Available Models

class batcore.baselines.ACRec(gamma=60, lambd=0.5, no_owner=True, no_inactive=True, inactive_time=60)

ACRec recommends reviewers based on how much they commented on recent pull requests. For this ACRec looks on previous reviews in a given timeframe and for each comment assigns its commenter a score based on the time passed. Candidates with the best accumulated scores are suggested as reviewers

Paper: Who Should Comment on This Pull Request? Analyzing Attributes for More Accurate Commenter Recommendation in Pull-Based Development

Parameters:
  • gamma – number of days to pass for a pull request to ignored during predictions

  • lambd – time-decaying parameter

  • no_owner – flag to add or remove owners of the pull request from the recommendations

  • no_inactive – flag to add or remove inactive reviewers from recommendations

  • inactive_time – number of consecutive days without any actions needed to be considered an inactive

fit(data)

remembers each pull request and build relation between them and comments

Parameters:

data – a batch of pull requests and comments

predict(pull, n=10)

goes through recent pull requests and accumulates score for each commenter based on the recency of their comment

Parameters:
  • pull – pull requests for which reviwers are required

  • n – number of reviewers to recommend

Returns:

at most n reviewers for the pull request

class batcore.baselines.cHRev(no_owner=True, no_inactive=True, inactive_time=60)

cHRev recommends candidates based on their commenting history. For this xFactor is calculated which measures relative portion and time recency of comments done by a candidate to the files

Paper: Automatically Recommending Peer Reviewers in Modern Code Review

Parameters:
  • no_owner – flag to add or remove owners of the pull request from the recommendations

  • no_inactive – flag to add or remove inactive reviewers from recommendations

  • inactive_time – number of consecutive days without any actions needed to be considered an inactive

fit(data)

performs necessary updates

predict(pull, n=10)

scoring of candidates is performed by xFactor (equation 1-2 from the paper)

Parameters:
  • pull – pull requests for which reviewers are required

  • n – number of reviewers to recommend

Returns:

at most n reviewers for the pull request

class batcore.baselines.RevFinder(items2ids, max_date=100, no_owner=True, no_inactive=True, inactive_time=60)

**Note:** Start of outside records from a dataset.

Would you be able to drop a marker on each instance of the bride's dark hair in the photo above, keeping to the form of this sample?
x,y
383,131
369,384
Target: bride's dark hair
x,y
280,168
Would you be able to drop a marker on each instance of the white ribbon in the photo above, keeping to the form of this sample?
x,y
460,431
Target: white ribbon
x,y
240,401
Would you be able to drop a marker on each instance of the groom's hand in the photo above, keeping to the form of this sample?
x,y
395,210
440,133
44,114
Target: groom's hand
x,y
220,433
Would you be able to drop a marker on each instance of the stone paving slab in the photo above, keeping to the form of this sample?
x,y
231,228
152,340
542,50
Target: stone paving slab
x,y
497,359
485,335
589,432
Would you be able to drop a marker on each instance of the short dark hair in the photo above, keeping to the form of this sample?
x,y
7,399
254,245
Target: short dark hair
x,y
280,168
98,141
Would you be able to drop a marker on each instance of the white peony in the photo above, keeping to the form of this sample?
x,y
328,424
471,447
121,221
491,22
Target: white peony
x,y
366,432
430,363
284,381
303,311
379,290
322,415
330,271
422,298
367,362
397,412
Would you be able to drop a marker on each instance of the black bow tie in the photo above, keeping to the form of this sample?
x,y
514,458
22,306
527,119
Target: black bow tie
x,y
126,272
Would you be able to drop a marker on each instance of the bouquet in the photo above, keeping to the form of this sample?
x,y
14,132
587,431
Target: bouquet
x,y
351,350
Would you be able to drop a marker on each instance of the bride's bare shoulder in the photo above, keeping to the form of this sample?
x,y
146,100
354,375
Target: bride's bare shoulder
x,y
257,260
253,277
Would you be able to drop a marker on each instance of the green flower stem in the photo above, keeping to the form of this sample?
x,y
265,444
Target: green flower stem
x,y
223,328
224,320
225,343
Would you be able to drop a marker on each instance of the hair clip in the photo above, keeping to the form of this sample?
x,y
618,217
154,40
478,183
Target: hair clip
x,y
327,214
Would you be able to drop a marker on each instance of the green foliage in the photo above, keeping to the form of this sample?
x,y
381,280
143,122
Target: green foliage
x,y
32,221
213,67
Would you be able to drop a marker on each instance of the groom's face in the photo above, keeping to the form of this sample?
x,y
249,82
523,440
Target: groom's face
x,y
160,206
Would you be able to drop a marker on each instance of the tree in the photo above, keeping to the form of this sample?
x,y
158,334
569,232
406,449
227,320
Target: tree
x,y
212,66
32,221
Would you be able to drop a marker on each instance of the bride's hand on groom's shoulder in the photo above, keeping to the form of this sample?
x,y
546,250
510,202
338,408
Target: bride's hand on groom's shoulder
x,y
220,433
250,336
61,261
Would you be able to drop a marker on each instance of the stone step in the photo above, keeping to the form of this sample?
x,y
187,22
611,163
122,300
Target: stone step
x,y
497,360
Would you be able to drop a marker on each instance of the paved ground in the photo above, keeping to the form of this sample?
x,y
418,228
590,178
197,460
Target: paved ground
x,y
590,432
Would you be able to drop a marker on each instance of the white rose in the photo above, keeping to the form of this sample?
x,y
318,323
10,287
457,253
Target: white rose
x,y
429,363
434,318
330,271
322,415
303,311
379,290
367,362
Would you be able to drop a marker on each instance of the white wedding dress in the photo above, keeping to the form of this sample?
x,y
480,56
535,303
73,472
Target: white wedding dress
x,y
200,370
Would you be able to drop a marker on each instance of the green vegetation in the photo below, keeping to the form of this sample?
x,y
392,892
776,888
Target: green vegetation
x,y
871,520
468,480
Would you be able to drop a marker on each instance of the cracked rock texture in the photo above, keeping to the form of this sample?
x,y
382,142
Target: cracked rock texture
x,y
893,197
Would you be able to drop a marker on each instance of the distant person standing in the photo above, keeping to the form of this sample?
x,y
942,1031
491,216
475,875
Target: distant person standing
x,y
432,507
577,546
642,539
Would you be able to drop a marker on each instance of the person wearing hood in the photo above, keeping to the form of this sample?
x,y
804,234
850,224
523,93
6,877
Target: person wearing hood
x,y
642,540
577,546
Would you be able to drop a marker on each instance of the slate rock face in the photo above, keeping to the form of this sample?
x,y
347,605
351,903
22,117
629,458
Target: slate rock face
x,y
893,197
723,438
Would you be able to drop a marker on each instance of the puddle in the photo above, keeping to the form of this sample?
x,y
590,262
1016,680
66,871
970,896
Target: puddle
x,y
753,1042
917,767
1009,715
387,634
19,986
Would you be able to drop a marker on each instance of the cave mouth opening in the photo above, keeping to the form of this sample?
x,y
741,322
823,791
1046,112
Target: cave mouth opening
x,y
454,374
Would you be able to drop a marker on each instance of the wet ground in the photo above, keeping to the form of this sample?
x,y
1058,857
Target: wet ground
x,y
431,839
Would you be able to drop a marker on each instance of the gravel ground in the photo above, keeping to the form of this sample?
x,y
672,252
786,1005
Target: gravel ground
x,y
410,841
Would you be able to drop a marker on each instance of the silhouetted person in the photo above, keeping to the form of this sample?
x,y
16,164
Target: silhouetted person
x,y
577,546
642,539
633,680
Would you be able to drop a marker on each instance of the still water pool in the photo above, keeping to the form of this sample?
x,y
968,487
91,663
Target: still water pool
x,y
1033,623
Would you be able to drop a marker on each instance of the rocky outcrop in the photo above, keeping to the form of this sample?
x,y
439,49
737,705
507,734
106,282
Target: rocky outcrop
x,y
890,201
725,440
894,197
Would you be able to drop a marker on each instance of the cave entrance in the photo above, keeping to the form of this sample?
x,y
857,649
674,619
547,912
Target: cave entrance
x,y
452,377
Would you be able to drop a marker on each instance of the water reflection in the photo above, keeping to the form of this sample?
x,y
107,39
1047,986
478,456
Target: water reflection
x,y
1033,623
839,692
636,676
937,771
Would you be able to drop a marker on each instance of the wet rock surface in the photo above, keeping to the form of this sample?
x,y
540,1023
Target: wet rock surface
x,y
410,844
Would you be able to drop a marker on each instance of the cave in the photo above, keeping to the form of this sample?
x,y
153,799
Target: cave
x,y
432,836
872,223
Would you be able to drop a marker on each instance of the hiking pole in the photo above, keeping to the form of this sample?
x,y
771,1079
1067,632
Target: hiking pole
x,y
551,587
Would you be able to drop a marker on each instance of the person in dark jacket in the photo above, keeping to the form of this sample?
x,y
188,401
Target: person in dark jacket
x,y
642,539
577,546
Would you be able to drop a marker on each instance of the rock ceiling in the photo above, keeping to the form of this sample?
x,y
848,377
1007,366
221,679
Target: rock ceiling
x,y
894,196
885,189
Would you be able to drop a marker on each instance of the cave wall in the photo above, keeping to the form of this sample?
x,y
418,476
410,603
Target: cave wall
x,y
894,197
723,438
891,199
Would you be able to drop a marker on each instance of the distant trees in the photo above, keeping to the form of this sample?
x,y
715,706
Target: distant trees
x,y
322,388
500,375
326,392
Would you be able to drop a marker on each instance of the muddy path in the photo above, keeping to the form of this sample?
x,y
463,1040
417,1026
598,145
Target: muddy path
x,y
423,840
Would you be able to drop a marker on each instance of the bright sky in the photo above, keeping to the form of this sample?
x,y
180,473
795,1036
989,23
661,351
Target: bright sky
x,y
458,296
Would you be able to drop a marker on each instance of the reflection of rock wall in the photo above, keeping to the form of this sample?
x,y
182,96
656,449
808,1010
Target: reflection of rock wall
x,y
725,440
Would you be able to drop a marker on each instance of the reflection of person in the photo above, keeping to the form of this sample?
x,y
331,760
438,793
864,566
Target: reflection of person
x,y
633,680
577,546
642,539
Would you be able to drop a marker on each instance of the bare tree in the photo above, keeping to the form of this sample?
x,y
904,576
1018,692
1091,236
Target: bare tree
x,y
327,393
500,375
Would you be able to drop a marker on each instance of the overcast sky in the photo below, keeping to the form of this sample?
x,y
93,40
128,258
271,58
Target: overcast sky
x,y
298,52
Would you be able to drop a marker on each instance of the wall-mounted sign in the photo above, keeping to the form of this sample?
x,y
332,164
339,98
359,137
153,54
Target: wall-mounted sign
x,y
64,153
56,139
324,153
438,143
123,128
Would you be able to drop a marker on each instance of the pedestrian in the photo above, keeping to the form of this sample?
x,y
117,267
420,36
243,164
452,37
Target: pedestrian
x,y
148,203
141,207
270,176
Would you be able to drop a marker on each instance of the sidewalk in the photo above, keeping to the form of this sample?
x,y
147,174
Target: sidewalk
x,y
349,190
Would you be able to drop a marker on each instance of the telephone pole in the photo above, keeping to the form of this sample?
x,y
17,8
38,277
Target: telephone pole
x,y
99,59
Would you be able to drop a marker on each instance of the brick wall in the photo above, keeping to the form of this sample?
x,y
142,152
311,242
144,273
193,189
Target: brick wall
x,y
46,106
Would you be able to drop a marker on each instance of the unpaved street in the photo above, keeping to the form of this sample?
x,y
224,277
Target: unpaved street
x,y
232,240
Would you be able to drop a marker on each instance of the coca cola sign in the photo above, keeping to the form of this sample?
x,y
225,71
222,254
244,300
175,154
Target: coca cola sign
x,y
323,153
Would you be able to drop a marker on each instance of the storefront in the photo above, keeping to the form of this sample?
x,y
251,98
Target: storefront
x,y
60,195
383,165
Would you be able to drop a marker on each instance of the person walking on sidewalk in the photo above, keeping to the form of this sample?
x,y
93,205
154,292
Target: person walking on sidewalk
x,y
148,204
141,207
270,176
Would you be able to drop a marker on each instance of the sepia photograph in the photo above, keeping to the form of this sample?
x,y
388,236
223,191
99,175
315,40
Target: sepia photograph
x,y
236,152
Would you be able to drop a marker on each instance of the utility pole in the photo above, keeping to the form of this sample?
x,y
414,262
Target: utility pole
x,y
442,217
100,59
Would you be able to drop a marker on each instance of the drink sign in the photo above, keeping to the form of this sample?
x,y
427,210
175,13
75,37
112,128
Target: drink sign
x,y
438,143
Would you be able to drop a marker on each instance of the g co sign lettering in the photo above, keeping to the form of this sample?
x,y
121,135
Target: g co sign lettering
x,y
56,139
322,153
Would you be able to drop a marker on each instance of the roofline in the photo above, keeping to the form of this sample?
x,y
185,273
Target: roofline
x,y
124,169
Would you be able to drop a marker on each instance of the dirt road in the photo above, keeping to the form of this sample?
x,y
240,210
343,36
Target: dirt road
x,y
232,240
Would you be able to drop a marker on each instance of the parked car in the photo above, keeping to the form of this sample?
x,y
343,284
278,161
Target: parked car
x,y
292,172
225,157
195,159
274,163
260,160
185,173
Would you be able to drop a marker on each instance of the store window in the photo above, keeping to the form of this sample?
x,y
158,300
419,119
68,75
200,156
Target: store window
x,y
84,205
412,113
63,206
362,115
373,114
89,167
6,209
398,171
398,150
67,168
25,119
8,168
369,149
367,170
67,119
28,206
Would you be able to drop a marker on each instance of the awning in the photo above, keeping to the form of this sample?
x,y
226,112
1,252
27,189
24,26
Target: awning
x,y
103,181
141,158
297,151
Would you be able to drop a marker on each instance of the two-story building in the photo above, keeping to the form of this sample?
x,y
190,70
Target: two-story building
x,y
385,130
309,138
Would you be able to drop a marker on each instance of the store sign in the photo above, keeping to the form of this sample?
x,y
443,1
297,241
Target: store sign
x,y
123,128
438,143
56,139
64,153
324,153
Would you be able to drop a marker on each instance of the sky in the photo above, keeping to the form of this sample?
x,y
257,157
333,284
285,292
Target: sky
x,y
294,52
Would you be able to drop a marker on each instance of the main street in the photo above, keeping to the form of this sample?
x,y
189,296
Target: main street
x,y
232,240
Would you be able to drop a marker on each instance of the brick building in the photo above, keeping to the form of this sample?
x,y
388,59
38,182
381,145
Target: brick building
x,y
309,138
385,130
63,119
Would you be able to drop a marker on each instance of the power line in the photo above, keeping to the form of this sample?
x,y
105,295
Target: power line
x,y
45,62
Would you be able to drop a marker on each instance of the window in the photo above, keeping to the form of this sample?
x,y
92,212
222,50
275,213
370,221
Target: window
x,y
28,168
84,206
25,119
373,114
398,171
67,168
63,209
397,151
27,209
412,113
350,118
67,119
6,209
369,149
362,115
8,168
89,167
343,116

RevFinder suggest possible reviewers based on their previous reviews of the similar files. In RevFinder there are 4 different file similarities metrics. For each metric list of suggestions is calculated, and then they are combined into one

Paper: Who Should Review My Code? A File Location-Based Code-Reviewer Recommendation Approach for Modern Code Review

Parameters:
  • items2ids – dict with all possible reviewers

  • max_date – time in days after which old reviews stop influence predictions

  • no_owner – flag to add or remove owners of the pull request from the recommendations

  • no_inactive – flag to add or remove inactive reviewers from recommendations

  • inactive_time – number of consecutive days without any actions needed to be considered an inactive

fit(data)

adds reviews into a history buffer

predict(pull, n=10)
Parameters:

n – number of reviewers to recommend

class batcore.baselines.RevRec(items2ids, k=0.5, ga_params=None, no_owner=True, no_inactive=True, inactive_time=60)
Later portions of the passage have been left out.